The main advantage of Spotify is the space it saves for a compulsive music lover. It was one of the reasons I finally considered getting Spotify, was the lack of space. To paint a picture, imagine a room that has the shadowy visage of the New York skyline made out of piles and piles of CD’s and you get the idea. I used to buy at least a few albums a day on my daily hunts in charity and record shops. I needed the space Spotify is the temporary answer.

Another redeeming feature is the fact you can take it anywhere on your phone, making I pods and possibly I Tunes seem like BBC Micro Computers by comparison. In addition, you can go premium for a fee and have no ads but I didn’t mind the ads.

Within the first few days, I figured this opens the playing field to new bands and artists then I looked at the streaming hits of the acts that have backing advertising etc to acts that barely have a thousand plays. In the constant stream of music, some bands I did enjoy listening to are barely a blip on the screen compared to the so-called hip and popular “Taylor Swift” & “Ed Sheeran” who have a ridiculous amount of streaming hits. However, having a closer microscopic look at the streaming side I discovered it doesn’t pay as well as you would think. BBC Radio One has £37.76 as the average payment per play. On Spotify’s payroll, it’s far worse; an extremist low-level pay. From January 2016, it is $0.00022288 per stream and that is just for the regular service. The premium numbers are $0.00066481per stream not much better.

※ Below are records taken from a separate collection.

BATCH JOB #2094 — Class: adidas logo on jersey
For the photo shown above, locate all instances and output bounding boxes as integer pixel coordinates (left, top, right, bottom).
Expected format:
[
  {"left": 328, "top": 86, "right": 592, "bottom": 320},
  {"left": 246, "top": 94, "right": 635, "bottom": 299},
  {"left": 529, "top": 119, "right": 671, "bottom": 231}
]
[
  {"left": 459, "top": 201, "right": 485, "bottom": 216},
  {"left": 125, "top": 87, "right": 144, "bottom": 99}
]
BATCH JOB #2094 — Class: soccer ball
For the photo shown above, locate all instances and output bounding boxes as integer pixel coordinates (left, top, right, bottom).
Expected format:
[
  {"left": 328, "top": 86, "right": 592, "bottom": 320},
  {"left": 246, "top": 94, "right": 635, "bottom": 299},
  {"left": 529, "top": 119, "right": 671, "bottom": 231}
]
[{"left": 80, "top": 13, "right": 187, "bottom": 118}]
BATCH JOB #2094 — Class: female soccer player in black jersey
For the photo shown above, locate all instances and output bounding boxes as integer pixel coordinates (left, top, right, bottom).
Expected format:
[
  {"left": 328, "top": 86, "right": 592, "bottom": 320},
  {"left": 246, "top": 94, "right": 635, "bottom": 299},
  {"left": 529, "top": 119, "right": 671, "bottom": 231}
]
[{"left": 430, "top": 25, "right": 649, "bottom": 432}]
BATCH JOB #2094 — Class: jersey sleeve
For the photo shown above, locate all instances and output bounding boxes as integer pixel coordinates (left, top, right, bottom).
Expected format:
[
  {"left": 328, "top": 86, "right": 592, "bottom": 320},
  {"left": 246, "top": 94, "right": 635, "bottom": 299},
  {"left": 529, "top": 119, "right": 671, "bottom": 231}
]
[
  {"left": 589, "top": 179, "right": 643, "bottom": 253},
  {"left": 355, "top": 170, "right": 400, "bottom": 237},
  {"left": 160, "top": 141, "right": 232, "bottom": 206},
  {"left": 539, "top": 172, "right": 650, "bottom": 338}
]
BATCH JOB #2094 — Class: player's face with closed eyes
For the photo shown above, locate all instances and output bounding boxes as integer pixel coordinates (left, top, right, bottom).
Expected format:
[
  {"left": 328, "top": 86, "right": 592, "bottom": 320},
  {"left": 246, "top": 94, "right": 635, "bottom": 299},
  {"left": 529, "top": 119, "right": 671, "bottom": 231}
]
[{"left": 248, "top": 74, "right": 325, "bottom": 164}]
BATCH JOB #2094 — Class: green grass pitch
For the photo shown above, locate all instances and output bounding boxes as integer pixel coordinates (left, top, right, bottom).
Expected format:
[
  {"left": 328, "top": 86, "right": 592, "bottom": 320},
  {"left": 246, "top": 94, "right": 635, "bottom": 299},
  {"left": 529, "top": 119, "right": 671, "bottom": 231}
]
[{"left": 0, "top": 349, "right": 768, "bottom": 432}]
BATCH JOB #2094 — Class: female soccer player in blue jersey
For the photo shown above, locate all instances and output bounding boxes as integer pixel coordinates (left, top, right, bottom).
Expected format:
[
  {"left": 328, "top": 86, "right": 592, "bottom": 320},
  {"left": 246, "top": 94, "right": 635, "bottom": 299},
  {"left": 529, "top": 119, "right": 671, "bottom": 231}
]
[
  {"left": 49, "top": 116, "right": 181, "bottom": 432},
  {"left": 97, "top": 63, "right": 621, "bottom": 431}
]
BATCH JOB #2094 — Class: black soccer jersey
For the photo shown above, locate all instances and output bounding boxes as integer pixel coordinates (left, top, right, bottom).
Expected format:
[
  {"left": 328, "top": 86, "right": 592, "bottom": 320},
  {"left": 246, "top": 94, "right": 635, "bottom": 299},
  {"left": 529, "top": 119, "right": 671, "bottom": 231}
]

 So if we use our maths skills it would take about 150,419 streams to earn $100. As Ed Sheeran is the most streamed artist on Spotify with around 3, 1 billion so far.  Working out his earnings on the regular streaming service, Ed earns $690,928, which is an insane amount of money for streaming, but it isn’t even in the ballpark for the money radio royalties has. So for the average band they will be earning a mere pittance off Spotify. They might be a vast torrent of music but there is a flaw. It seems only the popular radio artist’s benefit from the service; it’s an overgrown allowance for select artists on top of their airplay royalties.  It operates like a third world system of music; it only seems to benefit certain parties while  other less popular artists work barely makes them 50p. It should all be equal pay but then again screwing artists has never gone out of fashion.

Spotify makes its money from mainly advertising revenue and a paid subscription tier; advertisers pay money for exposure during songs of non-premium users for income. But ironically Spotify struggles to make money and many analysts have speculated the end of free streaming on not only on Spotify but YouTube as well, I don’t see this happening without a fight in the future.

The main thing Spotify can’t replace is actually owning the album, the joy of holding physical copy. With Spotify you can’t go over the liner notes soaking up the kernels of information contained in them; the instruments used, where and when it was recorded, the musicians involved, the personal thanks from the band, stories about the song, the lyrics to read while listening and the artwork. Spotify cannot give you the experience of that.

Despite the innovation of Spotify, it will take a lot of time for it to create a sustainable income that can help artists thrive and not just benefit the artists who have had millions in advertising to get them ahead of their “competition.” I noticed recently on buses Ads for Spotify, and I thought to myself. For a company that is supposedly losing money. Could they have not used the money to actually pay royalties to artists who needed it? Instead of plastering, All Saints & Phil Collins faces on the side of buses.

 For your cult, niche and new bands and solo artists the best way to support them is to buy the album physically, but most people sadly want it free. This musical sea may be vast, deep, and alluring but there is always a price to it.